The problem, here as in many other terror spots, was that the aliens loved to attack by night—and the night was their friend. Almost all of them could see better in it, unassisted, than humans could even with artificial augmentation. It gave them an advantage Ari hated, and refused to concede. He was not going to concede it now.

“Elsabet?” he said. “Report.”

“Over here behind this giant tit, boss.”

“That’s a mausoleum, you big dumb nyekulturnyi. Haven’t you ever seen a mausoleum before?”

“Oh, a tomb,” Elsabetta Yanovna said. “I know tombs when I see them, Boss, and I don’t wanna be in one just now. Even pretty ones like this—” She broke off, and there was a brief flare of cannon fire. Ari saw something down the road blow up most satisfactorily.

“Watch where you point that thing,” Ari said. “There’s an empress buried in there, for goshsake!”

“Won’t bother her none,” Elsabetta said, “not the noise, anyway. “

“You may have a point, but just—” Another burst of cannon fire. Ari was glad Elsabetta had nothing heavier than an autocannon at the moment. Her tendency was to use the complete destructive ability of whatever you gave her, and to “let God sort them out” afterward. Ari could imagine the results of Elsabetta with a heavy plasma tonight —mostly God sorting out a lot of irreplaceable late-Empire architecture and artwork. “Oh, never mind,” he muttered as something blew up even more spectacularly. What the heck was she hitting over there? Whatever it was, it gave more light to shoot aliens by. A small truck, Ari thought.

“People, target the vehicles. The light won’t last, but it’s better than nothing.” He glanced over toward Galla Placidia’s splendid cruciform mausoleum, with its massive dome, and spared only a brief thought for the fifth-century mosaics inside and out. The twenty-first century was his main concern at the moment.
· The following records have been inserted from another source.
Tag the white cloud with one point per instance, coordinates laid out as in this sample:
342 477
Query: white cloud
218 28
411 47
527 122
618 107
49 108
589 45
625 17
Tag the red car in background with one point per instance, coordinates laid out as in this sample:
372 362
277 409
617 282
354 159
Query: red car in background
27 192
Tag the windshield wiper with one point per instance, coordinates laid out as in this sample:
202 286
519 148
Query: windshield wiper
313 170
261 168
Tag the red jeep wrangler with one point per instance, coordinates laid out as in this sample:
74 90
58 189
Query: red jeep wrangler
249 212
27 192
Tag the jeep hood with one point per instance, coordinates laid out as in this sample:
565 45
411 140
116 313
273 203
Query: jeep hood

Here and there around the piazza, vehicles began to blow up with more regularity They were mostly just little cars, though, and most of their fuel tanks didn’t have enough gas in them to last more than for a few seconds’ worth of light—though that was spectacular enough while it lasted. More gunfire erupted around the square as Art’s people took advantage of the brief light, and the aliens scattered around started melting farther back into the shadows in the side streets.
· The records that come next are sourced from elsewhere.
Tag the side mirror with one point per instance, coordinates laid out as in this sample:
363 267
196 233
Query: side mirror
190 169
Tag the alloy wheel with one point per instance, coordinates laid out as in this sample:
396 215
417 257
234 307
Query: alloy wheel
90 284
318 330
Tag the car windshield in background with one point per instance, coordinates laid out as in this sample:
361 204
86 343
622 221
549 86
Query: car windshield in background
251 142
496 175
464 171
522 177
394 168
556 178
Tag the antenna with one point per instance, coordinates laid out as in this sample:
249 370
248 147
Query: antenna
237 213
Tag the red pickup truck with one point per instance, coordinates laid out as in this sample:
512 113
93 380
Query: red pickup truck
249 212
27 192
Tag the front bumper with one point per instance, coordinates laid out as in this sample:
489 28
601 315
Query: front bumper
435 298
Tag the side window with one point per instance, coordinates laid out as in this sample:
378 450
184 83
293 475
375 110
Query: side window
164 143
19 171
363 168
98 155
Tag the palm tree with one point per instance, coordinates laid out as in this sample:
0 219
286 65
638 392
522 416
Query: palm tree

Don’t want them doing that, Ari thought. I want them centrally located where we can deal with them fast. But if wishes were any good by themselves, the Earth would long since have been free of the invaders. No chance of that. There has to be a way, though. I don’t want to get involved in house-to-house if I can avoid it.

Ari thought hard while the firefight out in the square began to attenuate, the firing more outward than inward now. He was acutely aware of someone looking over his shoulder, as it were, listening to his comms or his teams’, with what kind of thoughts he could only suspect—and he suspected he would find out.